Forms, Policies, & Guides

Sponsorship of Foreign Nationals for H-1B “Specialty Occupation” Visas

Subject:  Sponsorship of Foreign Nationals for H-1B "Specialty Occupation" Visas

Section: U212

Date: April 2015


 

PURPOSE:

To provide guidelines for University sponsorship of full-time, benefits-eligible staff who are foreign nationals for H-1B "specialty occupation" visas.

POLICY:

H-1B status should be sought when it is in the best interest of the University, and the foreign national, as determined by the University in its sole discretion. A unit, department or division (referred to in this Policy collectively as "unit") must initiate the H-1B sponsorship of the foreign national. The University rarely sponsors part-time employees in H-1B status, and only does so in limited circumstances.

GUIDELINES:

1. Only a University unit, not an employee, may initiate the sponsorship process. The unit's Human Resources Partner evaluates and submits requests for sponsorship for H-1B status to the Office of International Affairs, or in limited circumstances to outside legal counsel (if approved in advance by the Office of Legal Counsel).

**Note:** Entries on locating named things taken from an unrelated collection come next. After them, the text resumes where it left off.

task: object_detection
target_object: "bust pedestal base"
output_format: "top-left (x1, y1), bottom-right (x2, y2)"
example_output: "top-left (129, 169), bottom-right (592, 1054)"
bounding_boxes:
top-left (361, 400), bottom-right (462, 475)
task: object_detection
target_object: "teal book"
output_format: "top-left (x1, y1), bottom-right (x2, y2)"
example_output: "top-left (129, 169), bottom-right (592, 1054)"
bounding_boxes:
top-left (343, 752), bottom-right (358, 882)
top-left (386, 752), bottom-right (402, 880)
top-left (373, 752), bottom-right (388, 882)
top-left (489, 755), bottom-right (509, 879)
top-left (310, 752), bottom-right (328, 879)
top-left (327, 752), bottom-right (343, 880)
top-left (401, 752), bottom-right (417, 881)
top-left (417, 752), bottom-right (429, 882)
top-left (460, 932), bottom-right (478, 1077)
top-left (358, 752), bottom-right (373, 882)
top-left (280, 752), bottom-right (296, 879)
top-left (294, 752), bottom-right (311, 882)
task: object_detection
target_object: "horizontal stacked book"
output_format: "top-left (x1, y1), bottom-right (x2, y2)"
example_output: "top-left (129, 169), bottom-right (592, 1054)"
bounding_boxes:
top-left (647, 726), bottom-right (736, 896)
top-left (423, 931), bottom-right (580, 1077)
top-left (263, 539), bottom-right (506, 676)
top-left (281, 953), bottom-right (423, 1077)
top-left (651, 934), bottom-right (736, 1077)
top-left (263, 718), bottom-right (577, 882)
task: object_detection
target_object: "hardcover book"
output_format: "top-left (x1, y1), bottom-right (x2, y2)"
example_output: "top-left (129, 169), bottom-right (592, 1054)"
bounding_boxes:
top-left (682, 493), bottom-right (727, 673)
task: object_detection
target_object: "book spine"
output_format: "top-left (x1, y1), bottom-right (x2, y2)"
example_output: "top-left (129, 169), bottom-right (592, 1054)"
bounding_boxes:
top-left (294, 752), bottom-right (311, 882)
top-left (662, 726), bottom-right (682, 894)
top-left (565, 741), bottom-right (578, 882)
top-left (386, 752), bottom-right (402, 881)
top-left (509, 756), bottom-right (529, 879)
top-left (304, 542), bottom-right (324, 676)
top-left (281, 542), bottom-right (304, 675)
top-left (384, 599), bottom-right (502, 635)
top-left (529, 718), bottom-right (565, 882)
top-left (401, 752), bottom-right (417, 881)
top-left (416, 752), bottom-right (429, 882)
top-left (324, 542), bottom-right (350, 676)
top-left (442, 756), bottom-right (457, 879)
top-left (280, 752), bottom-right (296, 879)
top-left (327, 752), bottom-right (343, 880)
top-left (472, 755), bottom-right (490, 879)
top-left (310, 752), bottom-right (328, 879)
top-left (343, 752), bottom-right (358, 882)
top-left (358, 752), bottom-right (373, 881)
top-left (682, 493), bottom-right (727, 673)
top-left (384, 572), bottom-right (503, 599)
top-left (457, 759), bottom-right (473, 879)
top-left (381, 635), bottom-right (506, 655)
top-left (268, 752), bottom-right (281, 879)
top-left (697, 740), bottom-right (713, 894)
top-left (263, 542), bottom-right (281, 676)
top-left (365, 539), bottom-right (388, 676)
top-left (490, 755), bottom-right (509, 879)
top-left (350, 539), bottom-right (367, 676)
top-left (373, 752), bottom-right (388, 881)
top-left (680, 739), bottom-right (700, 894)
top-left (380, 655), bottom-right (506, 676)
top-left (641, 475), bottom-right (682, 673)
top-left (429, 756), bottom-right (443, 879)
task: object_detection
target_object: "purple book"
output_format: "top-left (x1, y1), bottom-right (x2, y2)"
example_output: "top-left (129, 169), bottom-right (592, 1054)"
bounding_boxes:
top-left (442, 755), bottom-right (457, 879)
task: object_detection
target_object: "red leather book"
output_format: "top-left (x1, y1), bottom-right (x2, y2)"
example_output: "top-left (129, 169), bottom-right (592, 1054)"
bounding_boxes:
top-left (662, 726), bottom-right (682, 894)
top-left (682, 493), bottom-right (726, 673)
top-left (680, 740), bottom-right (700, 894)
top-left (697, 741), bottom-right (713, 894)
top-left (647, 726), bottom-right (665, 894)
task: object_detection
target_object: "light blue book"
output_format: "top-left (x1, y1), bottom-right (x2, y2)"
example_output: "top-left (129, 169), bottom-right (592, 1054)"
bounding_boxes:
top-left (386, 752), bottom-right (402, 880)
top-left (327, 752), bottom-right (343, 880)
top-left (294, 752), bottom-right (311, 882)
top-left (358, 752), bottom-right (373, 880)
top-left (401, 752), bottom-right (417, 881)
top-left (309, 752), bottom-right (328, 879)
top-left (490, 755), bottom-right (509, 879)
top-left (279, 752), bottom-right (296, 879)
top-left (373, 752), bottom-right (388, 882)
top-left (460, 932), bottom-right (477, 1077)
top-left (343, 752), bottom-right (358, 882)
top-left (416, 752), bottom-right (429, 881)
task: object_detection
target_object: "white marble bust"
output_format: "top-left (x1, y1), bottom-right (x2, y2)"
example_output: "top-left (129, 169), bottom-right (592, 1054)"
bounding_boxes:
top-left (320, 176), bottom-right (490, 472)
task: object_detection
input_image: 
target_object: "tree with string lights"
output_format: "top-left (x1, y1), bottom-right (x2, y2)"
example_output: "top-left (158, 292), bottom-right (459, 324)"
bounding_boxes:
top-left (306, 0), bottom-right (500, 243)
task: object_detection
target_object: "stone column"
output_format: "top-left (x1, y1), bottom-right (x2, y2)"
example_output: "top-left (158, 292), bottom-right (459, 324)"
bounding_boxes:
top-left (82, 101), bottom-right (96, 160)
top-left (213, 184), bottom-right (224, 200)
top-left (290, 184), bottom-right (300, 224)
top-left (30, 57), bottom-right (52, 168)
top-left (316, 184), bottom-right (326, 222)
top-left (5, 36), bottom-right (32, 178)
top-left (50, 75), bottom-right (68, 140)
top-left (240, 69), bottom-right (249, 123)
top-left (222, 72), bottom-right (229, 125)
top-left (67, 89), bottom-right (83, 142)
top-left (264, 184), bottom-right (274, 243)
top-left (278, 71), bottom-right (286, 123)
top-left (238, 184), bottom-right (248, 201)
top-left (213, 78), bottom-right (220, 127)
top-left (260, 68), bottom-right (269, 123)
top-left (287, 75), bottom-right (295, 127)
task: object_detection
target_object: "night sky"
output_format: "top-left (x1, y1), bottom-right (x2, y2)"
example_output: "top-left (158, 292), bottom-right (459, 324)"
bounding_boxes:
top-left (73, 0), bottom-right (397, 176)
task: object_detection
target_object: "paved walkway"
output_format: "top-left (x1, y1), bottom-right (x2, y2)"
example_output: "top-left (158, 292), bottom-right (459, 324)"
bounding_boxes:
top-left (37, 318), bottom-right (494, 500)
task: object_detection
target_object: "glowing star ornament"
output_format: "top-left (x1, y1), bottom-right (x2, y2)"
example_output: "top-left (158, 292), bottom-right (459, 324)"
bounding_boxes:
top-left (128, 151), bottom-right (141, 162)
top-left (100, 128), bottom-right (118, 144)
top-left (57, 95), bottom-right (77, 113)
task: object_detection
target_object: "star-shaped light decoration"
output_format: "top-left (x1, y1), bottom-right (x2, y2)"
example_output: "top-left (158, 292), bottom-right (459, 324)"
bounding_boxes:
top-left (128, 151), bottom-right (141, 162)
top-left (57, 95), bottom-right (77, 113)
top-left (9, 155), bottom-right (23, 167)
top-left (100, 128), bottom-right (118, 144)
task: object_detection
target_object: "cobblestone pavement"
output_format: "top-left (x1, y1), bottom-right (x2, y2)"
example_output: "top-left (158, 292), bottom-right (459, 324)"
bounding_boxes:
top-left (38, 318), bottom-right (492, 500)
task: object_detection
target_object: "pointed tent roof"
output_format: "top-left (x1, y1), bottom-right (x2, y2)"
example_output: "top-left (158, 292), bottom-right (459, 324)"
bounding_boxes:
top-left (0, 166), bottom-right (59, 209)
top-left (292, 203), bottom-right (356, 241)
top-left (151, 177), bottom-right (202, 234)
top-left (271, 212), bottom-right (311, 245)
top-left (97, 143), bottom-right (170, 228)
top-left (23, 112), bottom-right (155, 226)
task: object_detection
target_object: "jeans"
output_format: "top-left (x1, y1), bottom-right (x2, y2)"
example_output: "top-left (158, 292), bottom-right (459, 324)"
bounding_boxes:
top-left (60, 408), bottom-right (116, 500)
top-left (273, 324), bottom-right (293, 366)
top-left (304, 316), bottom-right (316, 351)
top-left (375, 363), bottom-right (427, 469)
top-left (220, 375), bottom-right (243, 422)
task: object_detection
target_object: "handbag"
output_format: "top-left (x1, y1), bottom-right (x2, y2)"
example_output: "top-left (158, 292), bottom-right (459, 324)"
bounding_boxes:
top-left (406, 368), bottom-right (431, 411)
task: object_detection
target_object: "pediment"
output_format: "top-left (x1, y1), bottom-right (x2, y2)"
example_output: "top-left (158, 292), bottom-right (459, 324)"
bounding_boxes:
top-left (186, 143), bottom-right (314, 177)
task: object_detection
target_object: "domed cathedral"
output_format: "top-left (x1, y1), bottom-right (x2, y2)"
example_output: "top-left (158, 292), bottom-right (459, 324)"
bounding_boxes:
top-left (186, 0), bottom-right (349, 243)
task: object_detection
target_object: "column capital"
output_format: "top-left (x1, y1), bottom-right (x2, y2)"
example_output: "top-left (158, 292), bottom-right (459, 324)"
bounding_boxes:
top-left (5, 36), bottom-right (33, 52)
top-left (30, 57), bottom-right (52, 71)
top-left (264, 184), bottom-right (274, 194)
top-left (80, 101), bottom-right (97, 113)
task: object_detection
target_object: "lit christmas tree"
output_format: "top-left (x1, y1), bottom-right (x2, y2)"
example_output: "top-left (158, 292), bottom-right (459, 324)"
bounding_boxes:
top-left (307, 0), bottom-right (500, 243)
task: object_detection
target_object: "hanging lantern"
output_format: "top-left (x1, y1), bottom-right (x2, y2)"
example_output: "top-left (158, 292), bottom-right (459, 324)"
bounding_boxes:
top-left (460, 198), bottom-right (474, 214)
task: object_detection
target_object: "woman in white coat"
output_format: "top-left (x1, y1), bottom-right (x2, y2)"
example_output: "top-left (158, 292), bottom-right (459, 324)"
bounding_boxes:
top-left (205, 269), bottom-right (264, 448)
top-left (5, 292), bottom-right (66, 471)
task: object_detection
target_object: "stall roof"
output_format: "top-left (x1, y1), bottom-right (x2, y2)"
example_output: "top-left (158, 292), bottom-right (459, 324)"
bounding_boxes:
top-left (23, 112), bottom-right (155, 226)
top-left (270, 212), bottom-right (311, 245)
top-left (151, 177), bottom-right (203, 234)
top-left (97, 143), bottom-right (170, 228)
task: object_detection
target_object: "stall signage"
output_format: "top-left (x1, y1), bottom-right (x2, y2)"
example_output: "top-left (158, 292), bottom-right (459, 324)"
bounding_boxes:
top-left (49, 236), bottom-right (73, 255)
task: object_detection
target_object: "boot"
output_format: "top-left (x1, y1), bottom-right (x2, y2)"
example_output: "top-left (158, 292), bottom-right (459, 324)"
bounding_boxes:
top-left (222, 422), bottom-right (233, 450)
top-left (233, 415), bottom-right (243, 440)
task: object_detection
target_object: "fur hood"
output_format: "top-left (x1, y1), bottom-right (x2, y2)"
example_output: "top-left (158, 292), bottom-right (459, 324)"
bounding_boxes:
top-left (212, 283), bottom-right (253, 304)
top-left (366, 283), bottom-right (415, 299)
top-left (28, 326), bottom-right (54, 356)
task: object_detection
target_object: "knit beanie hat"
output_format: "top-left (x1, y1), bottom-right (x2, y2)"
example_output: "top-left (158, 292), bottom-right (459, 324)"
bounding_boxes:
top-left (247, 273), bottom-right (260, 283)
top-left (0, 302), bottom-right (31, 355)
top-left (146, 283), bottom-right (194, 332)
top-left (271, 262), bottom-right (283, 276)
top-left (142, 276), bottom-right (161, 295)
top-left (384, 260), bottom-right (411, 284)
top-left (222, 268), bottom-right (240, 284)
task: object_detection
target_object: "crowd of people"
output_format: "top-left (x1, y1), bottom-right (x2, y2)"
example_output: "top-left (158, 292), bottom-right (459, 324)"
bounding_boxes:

2. Requests for H-1B sponsorship of an employee must be in writing and meet the following minimum requirements:

• Written approval for sponsorship from the responsible Dean, unit Vice President, the Provost or cognizant officer must accompany the request;

• The position is full-time and requires at least thirty-seven and one-half (37.5) hours per week, except in rare cases;

• The position requires a bachelor's or higher degree or its equivalent in a specialized field of study, and the employee or trainee has the same;

• The position requires specialized and complex knowledge that the employee or trainee will apply in the position;

• There is sufficient justification that the proposed foreign national is uniquely qualified through education, training and/or experience for the position;

• The position offers the H-1B employee the same benefits package as a U.S. citizen would be offered in the same position; and

• The H-1B employee is paid the "prevailing wage" or higher as determined by the Office of International Affairs based on the best available wage sources.

3. In those instances where the University sponsors an employee for H-1B status, there is no guarantee that H-1B status can be obtained. The process depends upon approval by multiple government agencies, employee eligibility, and factors outside of the University's control. Accordingly, no University employee may make any promise that the University will obtain an H-1B status or any other status for the current or prospective employee.

4. Outside legal counsel may represent the University and the sponsored employee in immigration matters if the Office of Legal Counsel provides prior written authorization.

5. Costs associated with this process will be borne by the employer as required by regulation.

6. University sponsorship of H-1B visas does not impact the sponsored employee's at-will or other employment status at the University.